Java, RDF, and the “Virtual Web” Part three: Content aggregation

Part 2 of this article appeared recently: Java, RDF, and the "Virtual Web" Part two

Content aggregation is defined as a process of collecting data from heterogeneous sources. In today’s online world, this notion gets associated with giant navigational hubs like Yahoo!, Excite, and NetCenter. In practice, content aggregation takes place on different levels in many other Internet and Intranet applications. Such applications either serve content that was aggregated offline, or use custom server-side and browser-side code to perform dynamic aggregation. The power of RDF is in using metadata to control both offline and dynamic aggregation without having to implement custom code.

Content Management

An early solution to the problem of aggregation came in the form of content management systems that supplied content providers with tools for collecting distributed heterogeneous data, converting it to a single representation, and, most commonly, storing it in a relational database. Successful tools tapped into existing workflows to minimize pains from changing old procedures for collecting and maintaining data. Once information was safely in the database, application developers could get at it using server-interpreted scripts (Tcl, Perl, etc.) to generate dynamic pages. The scripts were often referenced through proprietary tags within HTML templates. Template processors were hooked up to HTTP servers via CGI, native server APIs, or, later, the Java Servlet API.

Traditional content management systems work best for brand new applications that have the luxury of establishing their own data maintenance procedures. Replacing or redesigning an existing application often means incompatibility with archived data, which implies massive conversions of data and redundant maintenance for the duration. At the very least, the transition is likely to be a mess, but it can be even worse if existing data maintenance procedures can not be redesigned.

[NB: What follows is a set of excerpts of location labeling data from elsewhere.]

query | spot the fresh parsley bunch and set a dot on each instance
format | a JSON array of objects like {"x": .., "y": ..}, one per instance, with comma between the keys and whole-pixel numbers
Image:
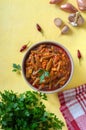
[{"x": 26, "y": 111}]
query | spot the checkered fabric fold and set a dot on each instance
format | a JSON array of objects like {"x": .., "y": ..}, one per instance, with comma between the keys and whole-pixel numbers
[{"x": 73, "y": 107}]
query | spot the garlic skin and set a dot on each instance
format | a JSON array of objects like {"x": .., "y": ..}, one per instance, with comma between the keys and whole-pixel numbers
[
  {"x": 68, "y": 7},
  {"x": 76, "y": 19},
  {"x": 82, "y": 5},
  {"x": 55, "y": 1},
  {"x": 65, "y": 29},
  {"x": 58, "y": 22}
]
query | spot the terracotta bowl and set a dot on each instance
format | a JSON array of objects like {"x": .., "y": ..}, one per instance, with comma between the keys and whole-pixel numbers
[{"x": 64, "y": 62}]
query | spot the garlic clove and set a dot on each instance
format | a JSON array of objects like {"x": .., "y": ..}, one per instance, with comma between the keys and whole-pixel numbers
[
  {"x": 82, "y": 5},
  {"x": 80, "y": 20},
  {"x": 76, "y": 19},
  {"x": 58, "y": 22}
]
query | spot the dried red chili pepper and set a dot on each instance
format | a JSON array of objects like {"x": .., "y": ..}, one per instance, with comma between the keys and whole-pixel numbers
[
  {"x": 38, "y": 27},
  {"x": 79, "y": 54},
  {"x": 24, "y": 47}
]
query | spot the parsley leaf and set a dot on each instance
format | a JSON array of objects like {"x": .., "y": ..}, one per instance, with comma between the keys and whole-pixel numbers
[
  {"x": 16, "y": 68},
  {"x": 26, "y": 111},
  {"x": 44, "y": 74}
]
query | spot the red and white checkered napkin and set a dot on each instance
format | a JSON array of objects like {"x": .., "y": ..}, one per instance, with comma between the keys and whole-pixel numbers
[{"x": 73, "y": 107}]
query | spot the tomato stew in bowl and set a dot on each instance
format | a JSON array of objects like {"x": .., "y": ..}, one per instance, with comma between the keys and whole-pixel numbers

For example, consider a company that was maintaining its business policies in MS Word. Employees that were perfectly content with editing Word documents may have all kinds of difficulties in using database tools to store and edit content, and it would be outright dangerous to get them to edit HTML templates containing content retrieval scripts. The company is likely to end up with a much more complex and expensive process that has the old group of domain experts maintaining policies in their original format. Additional groups would be responsible for converting policies to a new format that is acceptable to database loading tools, as well as for modifying the database and maintaining presentation templates.

RDF and Legacy Data

Although life may be beautiful once all archived content is safely in the database, once efficient tools and procedures are in place, and once employees are re-trained, getting there is incredibly hard. Supporting seamless access to heterogeneous data is not an alternative but a complement to content management solutions. It reduces the pain of transition and makes it possible to deploy new Internet applications without being forced to revamp data maintenance procedures. The trick is to provide seamless access to both new and existing data while implementing minimal amount of custom code. Using RDF, we can associate virtual resources with units of content (e.g., sections of a Word document), publish the virtual resources, and utilize information in these resources to process run-time HTTP requests. Virtual resources may contain metadata referencing Java components that are responsible for dynamic retrieval and customization of content, as well as metadata serving as input to these components.

Sample Specification

Aggregation goes hand-in-hand with syndication, which was discussed in the first two parts of this article.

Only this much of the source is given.